Models for DNA breakage in early B cells. (A) Schematic models for the DNA breakage in early B cells. The fragile zones and their nearby regions usually contain a high density of C-strings that predispose the regions to a B/A intermediate (non-B) DNA structure. The DNA in the non-B structure tends to show increased thermal fluctuation that predisposes the fragile zones to AID activity without transcription. Frequent transcription through these fragile zones can increase their single-stranded character.

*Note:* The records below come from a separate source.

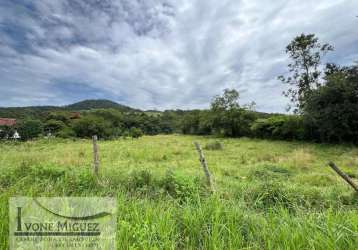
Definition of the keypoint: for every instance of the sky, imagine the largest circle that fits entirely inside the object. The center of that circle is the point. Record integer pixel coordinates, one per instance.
(161, 54)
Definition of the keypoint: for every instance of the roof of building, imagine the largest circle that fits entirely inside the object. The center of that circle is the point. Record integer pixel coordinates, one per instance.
(7, 122)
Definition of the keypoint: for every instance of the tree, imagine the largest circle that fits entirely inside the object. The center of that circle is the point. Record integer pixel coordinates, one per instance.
(228, 118)
(53, 126)
(306, 52)
(332, 109)
(30, 129)
(91, 125)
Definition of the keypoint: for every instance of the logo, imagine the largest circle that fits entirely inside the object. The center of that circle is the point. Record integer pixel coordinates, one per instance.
(62, 223)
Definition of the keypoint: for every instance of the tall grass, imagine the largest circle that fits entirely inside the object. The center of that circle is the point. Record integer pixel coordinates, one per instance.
(270, 195)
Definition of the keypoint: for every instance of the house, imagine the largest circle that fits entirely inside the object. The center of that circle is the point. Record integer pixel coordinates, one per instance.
(8, 122)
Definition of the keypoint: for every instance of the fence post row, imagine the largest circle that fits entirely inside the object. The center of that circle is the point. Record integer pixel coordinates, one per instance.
(95, 155)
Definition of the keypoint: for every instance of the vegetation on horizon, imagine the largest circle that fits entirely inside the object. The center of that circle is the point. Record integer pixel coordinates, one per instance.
(269, 194)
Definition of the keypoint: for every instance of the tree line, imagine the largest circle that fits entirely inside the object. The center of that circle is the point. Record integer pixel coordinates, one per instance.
(323, 98)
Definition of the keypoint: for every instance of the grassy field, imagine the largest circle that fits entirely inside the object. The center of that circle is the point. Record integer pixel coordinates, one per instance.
(270, 194)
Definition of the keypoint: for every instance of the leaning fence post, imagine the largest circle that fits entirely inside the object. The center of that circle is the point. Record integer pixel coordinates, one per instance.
(95, 155)
(344, 176)
(205, 167)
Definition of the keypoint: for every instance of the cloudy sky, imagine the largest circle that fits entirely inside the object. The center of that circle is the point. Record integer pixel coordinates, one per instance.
(161, 53)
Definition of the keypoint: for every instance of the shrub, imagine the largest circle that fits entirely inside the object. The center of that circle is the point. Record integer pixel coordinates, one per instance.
(54, 126)
(180, 186)
(30, 129)
(135, 132)
(332, 109)
(91, 125)
(216, 145)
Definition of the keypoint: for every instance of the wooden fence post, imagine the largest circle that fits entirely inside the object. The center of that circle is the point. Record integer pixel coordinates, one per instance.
(95, 155)
(205, 167)
(344, 176)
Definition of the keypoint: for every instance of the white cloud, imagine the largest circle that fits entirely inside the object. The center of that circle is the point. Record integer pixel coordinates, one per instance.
(161, 54)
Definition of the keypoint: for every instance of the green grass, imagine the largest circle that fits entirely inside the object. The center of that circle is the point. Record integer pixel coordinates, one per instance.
(270, 194)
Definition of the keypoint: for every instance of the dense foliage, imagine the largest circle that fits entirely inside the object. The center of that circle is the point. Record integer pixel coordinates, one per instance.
(326, 100)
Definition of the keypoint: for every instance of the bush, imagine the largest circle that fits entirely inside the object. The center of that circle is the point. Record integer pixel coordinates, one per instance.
(54, 126)
(332, 109)
(135, 132)
(6, 131)
(91, 125)
(279, 127)
(30, 129)
(213, 146)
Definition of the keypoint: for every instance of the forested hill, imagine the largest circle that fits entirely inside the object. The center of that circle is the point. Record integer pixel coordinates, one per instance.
(36, 111)
(98, 104)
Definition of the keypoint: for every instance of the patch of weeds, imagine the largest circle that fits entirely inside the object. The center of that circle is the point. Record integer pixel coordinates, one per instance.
(216, 145)
(272, 194)
(269, 172)
(181, 187)
(140, 179)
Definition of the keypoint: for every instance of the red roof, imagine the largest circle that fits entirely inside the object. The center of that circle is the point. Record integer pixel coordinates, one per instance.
(7, 122)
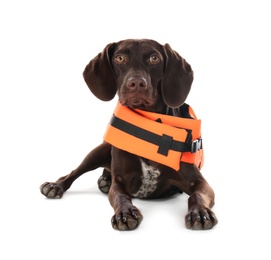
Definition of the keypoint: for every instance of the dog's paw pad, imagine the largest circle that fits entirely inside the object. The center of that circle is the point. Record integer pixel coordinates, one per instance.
(200, 219)
(52, 190)
(127, 221)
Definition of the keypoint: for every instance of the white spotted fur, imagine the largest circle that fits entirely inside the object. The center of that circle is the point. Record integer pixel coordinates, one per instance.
(149, 179)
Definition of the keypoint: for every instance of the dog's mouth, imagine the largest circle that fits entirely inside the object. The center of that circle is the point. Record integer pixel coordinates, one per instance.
(136, 101)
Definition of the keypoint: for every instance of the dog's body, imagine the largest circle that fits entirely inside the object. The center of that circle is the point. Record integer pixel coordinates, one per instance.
(150, 77)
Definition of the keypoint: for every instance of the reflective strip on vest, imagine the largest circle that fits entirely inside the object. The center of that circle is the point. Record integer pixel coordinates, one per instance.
(161, 138)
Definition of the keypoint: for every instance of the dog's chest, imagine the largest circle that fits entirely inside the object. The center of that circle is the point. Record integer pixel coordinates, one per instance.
(149, 178)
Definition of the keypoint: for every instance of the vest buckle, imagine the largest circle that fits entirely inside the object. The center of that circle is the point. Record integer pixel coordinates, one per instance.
(196, 145)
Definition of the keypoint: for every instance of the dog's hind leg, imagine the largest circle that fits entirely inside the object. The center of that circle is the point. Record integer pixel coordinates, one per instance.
(98, 157)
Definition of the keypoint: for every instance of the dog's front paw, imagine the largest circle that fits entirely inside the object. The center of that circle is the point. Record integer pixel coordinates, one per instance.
(127, 219)
(200, 219)
(52, 190)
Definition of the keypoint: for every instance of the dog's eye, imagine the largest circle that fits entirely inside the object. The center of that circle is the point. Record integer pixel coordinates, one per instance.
(119, 59)
(154, 59)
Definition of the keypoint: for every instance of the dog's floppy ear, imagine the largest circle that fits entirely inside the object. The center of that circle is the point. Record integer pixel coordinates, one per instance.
(177, 80)
(99, 74)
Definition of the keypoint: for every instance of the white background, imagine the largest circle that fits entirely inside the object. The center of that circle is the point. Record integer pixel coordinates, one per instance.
(50, 121)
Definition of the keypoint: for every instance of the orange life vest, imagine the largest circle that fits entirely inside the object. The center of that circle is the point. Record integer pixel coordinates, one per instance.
(161, 138)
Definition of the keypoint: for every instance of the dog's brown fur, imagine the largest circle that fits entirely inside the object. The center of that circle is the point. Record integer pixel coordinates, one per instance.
(152, 77)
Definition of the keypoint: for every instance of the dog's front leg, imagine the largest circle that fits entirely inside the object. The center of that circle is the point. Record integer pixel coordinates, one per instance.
(98, 157)
(124, 173)
(201, 200)
(127, 216)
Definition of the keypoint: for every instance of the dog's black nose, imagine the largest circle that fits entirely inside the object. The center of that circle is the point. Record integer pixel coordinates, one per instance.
(136, 82)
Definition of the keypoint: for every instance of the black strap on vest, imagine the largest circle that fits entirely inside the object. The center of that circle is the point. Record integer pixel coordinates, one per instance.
(164, 142)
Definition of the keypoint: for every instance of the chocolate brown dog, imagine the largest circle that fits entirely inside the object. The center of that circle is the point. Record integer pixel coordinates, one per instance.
(151, 77)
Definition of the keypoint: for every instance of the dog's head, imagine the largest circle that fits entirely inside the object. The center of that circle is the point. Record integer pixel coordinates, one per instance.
(142, 72)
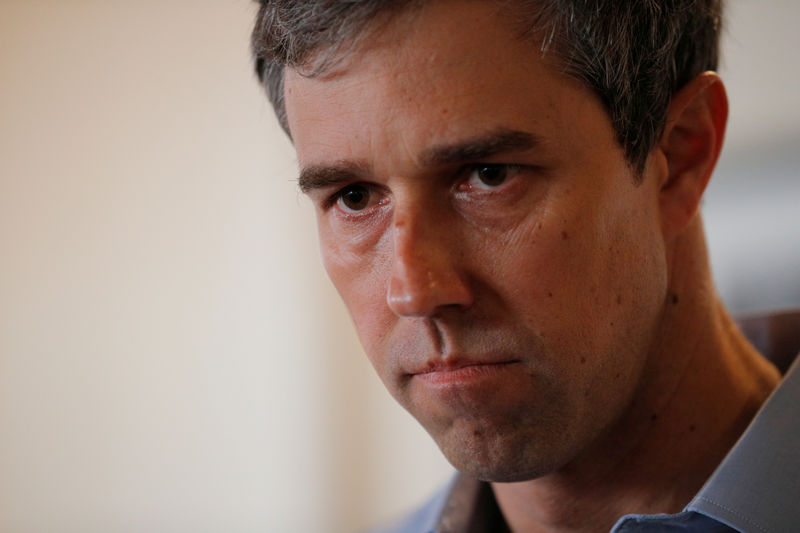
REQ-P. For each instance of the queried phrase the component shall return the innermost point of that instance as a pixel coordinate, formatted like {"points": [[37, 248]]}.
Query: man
{"points": [[507, 199]]}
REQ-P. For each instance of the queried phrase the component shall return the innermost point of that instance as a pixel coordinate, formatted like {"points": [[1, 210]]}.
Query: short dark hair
{"points": [[634, 54]]}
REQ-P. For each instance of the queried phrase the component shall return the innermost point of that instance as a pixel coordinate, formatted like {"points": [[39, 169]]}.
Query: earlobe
{"points": [[691, 143]]}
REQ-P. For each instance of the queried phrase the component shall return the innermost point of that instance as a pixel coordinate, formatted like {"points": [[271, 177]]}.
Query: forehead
{"points": [[435, 72]]}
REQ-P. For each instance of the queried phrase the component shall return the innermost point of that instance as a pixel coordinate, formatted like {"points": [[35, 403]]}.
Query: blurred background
{"points": [[172, 357]]}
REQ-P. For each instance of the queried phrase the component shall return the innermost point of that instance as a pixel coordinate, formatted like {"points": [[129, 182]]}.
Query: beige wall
{"points": [[171, 356]]}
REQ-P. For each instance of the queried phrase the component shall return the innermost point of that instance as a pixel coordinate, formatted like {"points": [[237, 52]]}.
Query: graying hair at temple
{"points": [[633, 54]]}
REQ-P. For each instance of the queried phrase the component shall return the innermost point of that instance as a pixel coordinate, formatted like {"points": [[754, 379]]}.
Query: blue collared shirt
{"points": [[756, 488]]}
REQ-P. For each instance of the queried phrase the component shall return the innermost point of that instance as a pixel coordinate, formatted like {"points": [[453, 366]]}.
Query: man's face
{"points": [[504, 270]]}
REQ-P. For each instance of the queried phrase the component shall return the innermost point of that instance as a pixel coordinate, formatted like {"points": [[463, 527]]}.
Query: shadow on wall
{"points": [[752, 216]]}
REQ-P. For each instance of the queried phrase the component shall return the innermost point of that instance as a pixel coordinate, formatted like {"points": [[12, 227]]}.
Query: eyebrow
{"points": [[321, 176], [495, 142]]}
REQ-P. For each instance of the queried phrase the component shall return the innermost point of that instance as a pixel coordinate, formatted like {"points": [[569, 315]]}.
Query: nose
{"points": [[426, 274]]}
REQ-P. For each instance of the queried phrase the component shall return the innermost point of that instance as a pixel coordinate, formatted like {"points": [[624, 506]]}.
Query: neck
{"points": [[661, 451]]}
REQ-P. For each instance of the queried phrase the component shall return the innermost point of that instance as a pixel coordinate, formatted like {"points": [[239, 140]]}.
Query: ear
{"points": [[691, 143]]}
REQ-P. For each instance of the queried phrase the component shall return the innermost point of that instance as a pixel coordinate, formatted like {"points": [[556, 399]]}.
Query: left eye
{"points": [[489, 176]]}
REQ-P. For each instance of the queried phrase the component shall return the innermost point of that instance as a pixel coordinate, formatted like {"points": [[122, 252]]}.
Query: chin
{"points": [[503, 457]]}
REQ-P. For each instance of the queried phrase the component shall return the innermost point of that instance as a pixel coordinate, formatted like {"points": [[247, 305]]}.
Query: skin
{"points": [[513, 283]]}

RNA polymerase tends to move slowly and accumulates in regions adopting a non-B DNA structure, which further increases the duration of ssDNA. The cytosines in regions of ssDNA due to the transcription through these non-B regions are preferred substrates of AID deamination activity when they are in AID hotspot motifs. A long-lived DNA lesion can result if the cytosines are within a WRCG motif and in a methylated state. The persistent DNA lesions can be subject to nuclease attack inside the cells and then DSBs. (B) Steps leading to DNA breakage in fragile zones involved in early B cell translocations. The high density of C-strings around the fragile zones predisposes the fragile regions to a B/A intermediate DNA structure and then increased single-stranded character. Slowed RNA polymerase during transcription in regions adopting a non-B DNA structure and slippage between DNA direct repeats further increase their single-stranded character. The cytosines in regions of ssDNA are preferred sites of AID deamination activity when they are in AID hotspot motifs. As in panel A, a long-lived DNA lesion can result if the cytosines are within a WRCG motif in a methylated state, which is vulnerable to nuclease attack inside the cells.

Figure 5.

Fraction of human hematopoietic malignancies explained by AID-type breaks. Each human hematopoietic malignancy is shown to reflect the fraction of all hematopoietic malignancies. The numbers of events reflect the incidence of all events per year in the United States, including all ages (adults and children) (Teras et al. 2016; Cancer Facts & Figures 2021). The translocations and their percentage in each malignancy are estimated from Swerdlow et al. (2008). The portion of translocations that involve at least one AID-type event, often at the oncogene, are shown within the red. Some are AID-type/AID-type events, such as translocations between BCL6 or MYC and the IGH switch regions. But most are AID-type/RAG-type events, such as BCL1, BCL2, MALT1, or CRLF2, to the IGH locus during failed D_H to J_H joining. The small fraction colored in blue is RAG-type/RAG-type events. Note that many other translocations are not included [for example, BCR–ABL1 translocations also occur in some B cell lineage acute lymphoblastic leukemia (ALL); and mixed-lineage leukemia (MLL)–AF9 occurs in some cases of acute myeloid leukemia (AML)] as this figure is not intended to be comprehensive; readers are referred to the current American Cancer Society website or the current version of the WHO text cited here (Swerdlow et al. 2008) for further details. CCND1: cyclin D1; CDKN1A: cyclin-dependent kinase inhibitor 1 A; ETO: eight twenty one protein; HOX11: homeobox; NPM1: nucleophosmin; PBX: pre B cell leukemia homeobox 1; PML: promyelocytic leukemia; RARA: retinoic acid receptor-α; SIL: SCL interrupting locus; TAF8: TATA-box binding protein associated factor 8; TCR: T cell receptor; WHSC1: Wolf–Hirschhorn syndrome candidate 1; WWOX: WW domain-containing oxidoreductase.